誰かの背景で、自分の主役。 ——栞のノートより
あらすじ
灰色の街に、色が戻るまで
姉が遺したのは、アニメと小説の感想を書いたノート一冊だった。
篠崎湊、二十三歳。社会人一年目の職場では、加点が数えられることはない。ミスだけが記録され、何も起こらなかった日が最良の日とされる。定時を過ぎて会社を出て、同じ電車に乗り、同じ道を歩いて帰る。通勤路にどんな木が植わっているのかを、湊は一度も考えたことがなかった。

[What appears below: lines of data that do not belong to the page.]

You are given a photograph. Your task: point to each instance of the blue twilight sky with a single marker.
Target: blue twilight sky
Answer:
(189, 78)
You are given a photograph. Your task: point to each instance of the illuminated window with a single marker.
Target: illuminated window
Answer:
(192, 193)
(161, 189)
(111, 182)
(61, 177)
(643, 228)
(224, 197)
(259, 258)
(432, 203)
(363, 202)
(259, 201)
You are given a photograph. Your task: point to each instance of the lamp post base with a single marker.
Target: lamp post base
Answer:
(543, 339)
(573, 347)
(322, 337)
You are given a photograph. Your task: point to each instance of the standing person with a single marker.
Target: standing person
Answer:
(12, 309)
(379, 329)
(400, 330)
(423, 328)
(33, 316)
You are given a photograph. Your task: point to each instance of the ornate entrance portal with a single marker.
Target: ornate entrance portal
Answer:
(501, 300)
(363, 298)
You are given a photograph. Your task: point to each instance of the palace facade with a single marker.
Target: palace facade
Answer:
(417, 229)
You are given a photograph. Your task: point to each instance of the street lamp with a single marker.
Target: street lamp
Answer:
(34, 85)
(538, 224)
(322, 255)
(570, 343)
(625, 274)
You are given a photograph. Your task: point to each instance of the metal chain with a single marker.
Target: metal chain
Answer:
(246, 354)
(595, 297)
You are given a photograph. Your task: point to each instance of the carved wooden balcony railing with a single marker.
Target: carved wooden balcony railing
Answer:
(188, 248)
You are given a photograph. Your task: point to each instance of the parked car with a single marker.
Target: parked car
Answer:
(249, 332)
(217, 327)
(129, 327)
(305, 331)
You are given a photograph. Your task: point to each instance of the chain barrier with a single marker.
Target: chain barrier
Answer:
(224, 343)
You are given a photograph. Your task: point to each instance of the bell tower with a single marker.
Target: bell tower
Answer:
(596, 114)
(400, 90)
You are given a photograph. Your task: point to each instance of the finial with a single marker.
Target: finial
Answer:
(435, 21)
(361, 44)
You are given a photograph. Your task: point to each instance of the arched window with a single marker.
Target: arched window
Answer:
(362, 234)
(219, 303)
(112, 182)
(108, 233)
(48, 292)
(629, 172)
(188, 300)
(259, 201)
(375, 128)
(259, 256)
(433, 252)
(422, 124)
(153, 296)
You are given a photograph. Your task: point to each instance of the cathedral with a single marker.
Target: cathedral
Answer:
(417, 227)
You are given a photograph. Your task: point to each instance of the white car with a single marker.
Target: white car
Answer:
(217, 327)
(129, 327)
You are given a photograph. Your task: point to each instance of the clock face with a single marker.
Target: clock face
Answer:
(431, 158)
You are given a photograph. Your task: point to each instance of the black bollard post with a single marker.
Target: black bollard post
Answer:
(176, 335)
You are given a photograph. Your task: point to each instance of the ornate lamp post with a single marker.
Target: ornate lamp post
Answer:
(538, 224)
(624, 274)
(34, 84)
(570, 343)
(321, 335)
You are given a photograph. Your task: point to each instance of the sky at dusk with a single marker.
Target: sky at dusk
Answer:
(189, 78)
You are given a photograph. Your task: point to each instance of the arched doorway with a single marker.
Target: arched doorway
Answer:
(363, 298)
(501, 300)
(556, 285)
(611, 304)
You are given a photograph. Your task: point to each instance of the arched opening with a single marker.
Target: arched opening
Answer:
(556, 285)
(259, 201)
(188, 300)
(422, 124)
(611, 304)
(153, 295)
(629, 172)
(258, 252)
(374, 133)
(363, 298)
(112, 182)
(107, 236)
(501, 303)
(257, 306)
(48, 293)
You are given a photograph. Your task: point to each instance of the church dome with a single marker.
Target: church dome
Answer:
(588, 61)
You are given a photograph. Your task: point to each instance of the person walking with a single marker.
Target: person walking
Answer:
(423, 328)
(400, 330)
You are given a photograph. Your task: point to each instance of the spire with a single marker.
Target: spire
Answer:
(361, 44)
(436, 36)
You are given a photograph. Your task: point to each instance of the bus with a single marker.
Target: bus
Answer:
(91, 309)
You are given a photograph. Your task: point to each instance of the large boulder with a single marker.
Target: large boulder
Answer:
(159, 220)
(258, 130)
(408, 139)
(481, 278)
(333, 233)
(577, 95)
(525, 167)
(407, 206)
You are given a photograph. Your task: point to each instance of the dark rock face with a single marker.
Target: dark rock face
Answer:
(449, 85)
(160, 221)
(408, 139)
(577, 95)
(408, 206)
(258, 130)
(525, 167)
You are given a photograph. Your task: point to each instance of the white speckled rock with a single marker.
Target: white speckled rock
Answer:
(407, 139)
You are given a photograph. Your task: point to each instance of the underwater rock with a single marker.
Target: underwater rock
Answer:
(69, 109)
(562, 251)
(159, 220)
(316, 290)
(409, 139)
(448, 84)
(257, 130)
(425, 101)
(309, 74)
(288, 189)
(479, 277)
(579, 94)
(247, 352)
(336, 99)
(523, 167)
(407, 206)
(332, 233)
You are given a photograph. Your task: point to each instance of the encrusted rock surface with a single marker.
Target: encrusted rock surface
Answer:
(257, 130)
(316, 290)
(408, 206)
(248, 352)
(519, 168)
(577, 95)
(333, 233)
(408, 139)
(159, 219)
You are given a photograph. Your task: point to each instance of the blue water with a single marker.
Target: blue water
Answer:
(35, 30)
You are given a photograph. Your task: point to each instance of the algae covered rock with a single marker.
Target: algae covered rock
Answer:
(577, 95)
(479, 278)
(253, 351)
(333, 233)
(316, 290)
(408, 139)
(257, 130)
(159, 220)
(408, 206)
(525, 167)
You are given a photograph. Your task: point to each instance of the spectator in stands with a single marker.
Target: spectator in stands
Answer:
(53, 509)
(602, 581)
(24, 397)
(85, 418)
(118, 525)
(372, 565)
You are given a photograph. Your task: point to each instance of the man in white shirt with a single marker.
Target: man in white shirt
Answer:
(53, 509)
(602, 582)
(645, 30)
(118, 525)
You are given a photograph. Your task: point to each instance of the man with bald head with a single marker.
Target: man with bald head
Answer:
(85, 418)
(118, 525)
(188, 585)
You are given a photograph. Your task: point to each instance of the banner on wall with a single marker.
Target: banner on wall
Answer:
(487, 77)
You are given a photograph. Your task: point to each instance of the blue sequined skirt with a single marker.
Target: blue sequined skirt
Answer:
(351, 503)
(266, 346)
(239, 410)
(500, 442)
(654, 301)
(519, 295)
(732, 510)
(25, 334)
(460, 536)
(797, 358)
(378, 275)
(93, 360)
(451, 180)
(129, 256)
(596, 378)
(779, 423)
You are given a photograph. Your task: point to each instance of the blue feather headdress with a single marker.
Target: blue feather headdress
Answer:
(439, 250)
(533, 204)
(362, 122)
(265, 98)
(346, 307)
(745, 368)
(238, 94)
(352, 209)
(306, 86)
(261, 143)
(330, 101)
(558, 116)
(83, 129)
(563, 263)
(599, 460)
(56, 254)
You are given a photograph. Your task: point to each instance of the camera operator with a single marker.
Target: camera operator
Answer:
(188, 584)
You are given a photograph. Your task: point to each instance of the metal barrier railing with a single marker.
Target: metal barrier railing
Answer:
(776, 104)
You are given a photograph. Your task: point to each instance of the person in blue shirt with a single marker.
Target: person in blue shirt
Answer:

三つ上の姉・栞が事故で亡くなって、数ヶ月が経っていた。生前の栞は、観たアニメの話を食卓で熱心に語る人だった。湊はいつも「で、それが何の役に立つの」と返していた。姉の部屋から出てきたのが、そのノートだった。観た作品の記録と、そこで手に入れた言葉を使って現実を眺めた日記が、交互に綴られている。
湊は、ノートが指定した作品を一つずつ観はじめる。理由は単純だった。姉と同じものを見れば、姉が見ていた景色に届くかもしれない。やがて、観終えた翌朝の通勤路が、前の日と同じには見えなくなっていく。
物語に費やしてきた時間は、現実からの逃避だったのか。それとも、現実をより深く愛するための準備だったのか。
登場人物
言葉を遺した人と、借りた人
篠崎 湊
社会人一年目
姉の話を「で、それが何の役に立つの」と切り捨てていた弟。ノートを追ううちに、見えるものの数が増えていく。
篠崎 栞
湊の姉
観た作品の記録と、そこで得た言葉で日常を眺めた日記を、一冊のノートに残した人。もう、この世界にいない。
灯
栞の親友
栞と同い年。湊にとっては、姉のことを知っている数少ない相手。まだ、訊けていないことがある。
マスター
喫茶「サナトリウム」店主
寡黙で、注文以外はほとんど喋らない。カウンターの端に活けた一輪の花が、季節ごとに変わる。